La fibromialgia y el síndrome de fatiga crónica han sido trastornos controvertidos durante años. Esta situación ha generado importantes diferencias de opinión con respecto a la capacidad de trabajo de los enfermos de ambas dolencias y a su derecho a percibir prestaciones de la Seguridad Social. En la actualidad parece un hecho probado y aceptado que ambos síndromes son trastornos auténticos, graves e incapacitantes. Muchos de estos pacientes acaban en sillas de ruedas, postrados en la cama o confinados en casa sin poder salir de la calle.
Junto a la fibromialgia y el síndrome de fatiga crónica, mis visitantes me hablaron también de otra enfermedad emergente llamada síndrome químico múltiple, caracterizada por una pérdida progresiva de la tolerancia de agentes químicos como productos de limpieza, perfumes, disolventes, insecticidas, y gases derivados de los hidrocarburos, que obligan a quienes padecen esta enfermedad a vivir prácticamente en una burbuja, necesitando mascarillas para salir de casa por miedo a los síncopes, desmayos y desvanecimientos.

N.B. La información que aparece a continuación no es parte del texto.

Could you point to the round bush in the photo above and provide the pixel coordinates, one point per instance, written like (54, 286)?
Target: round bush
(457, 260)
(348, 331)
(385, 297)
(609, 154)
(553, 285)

La consecuencia que se deriva de estas enfermedades es la ruina personal de quienes las padecen. El enfermo aquejado por estas dolencias cambia substancialmente su actitud y forma de relacionarse, tanto dentro como fuera del entorno familiar. Dada la existencia de un dolor continuo en muchas ocasiones cae en la depresión o en la angustia aislándose afectivamente incluso dentro del propio domicilio. Todo ello altera grandemente la vida familiar y afecta negativamente a la vida matrimonial, que en muchas ocasiones termina en la separación.
Estas enfermedades desestructuran en muchos casos la vida laboral y las condiciones económicas de la familia. En los casos más graves se puede perder el trabajo, como efecto del despido por falta de productividad sobrevenida; se pueden perder además la vivienda, por falta de ingresos para pagar la hipoteca, y los ahorros de toda la vida por los gastos sanitarios, quedando la familia por debajo del umbral de la pobreza.
Mis interlocutores me pedían ayuda para que las autoridades sanitarias sitúen estas enfermedades en el mismo nivel que otras enfermedades conocidas. Pedían también que los laboratorios y empresas farmacéuticas inviertan dinero en la investigación para lograr fármacos que alivien o curen estas enfermedades. Me pedían por último que las parroquias no olviden a estos enfermos y que los católicos, junto con otros agentes sociales, en lo que esté de nuestra parte, les ayudemos a normalizar su situación ante la incomprensión e ignorancia que existen hacia las patologías que padecen y sus repercusiones.
No olvidemos que, como escribiera bellamente San Juan de la Cruz, en la noche de la vida nos juzgarán del amor y que el criterio de decisivo de discriminación en aquel momento crucial será, entre otros, nuestros sentimientos de piedad eficaz con los pobres y con los que sufren. Que veamos en ellos el rostro sufriente de Cristo, que les acojamos y visitemos con amor, y que hagamos cuanto podamos por ayudarles.
Para ellos y para todos, mi saludo fraterno y mi bendición.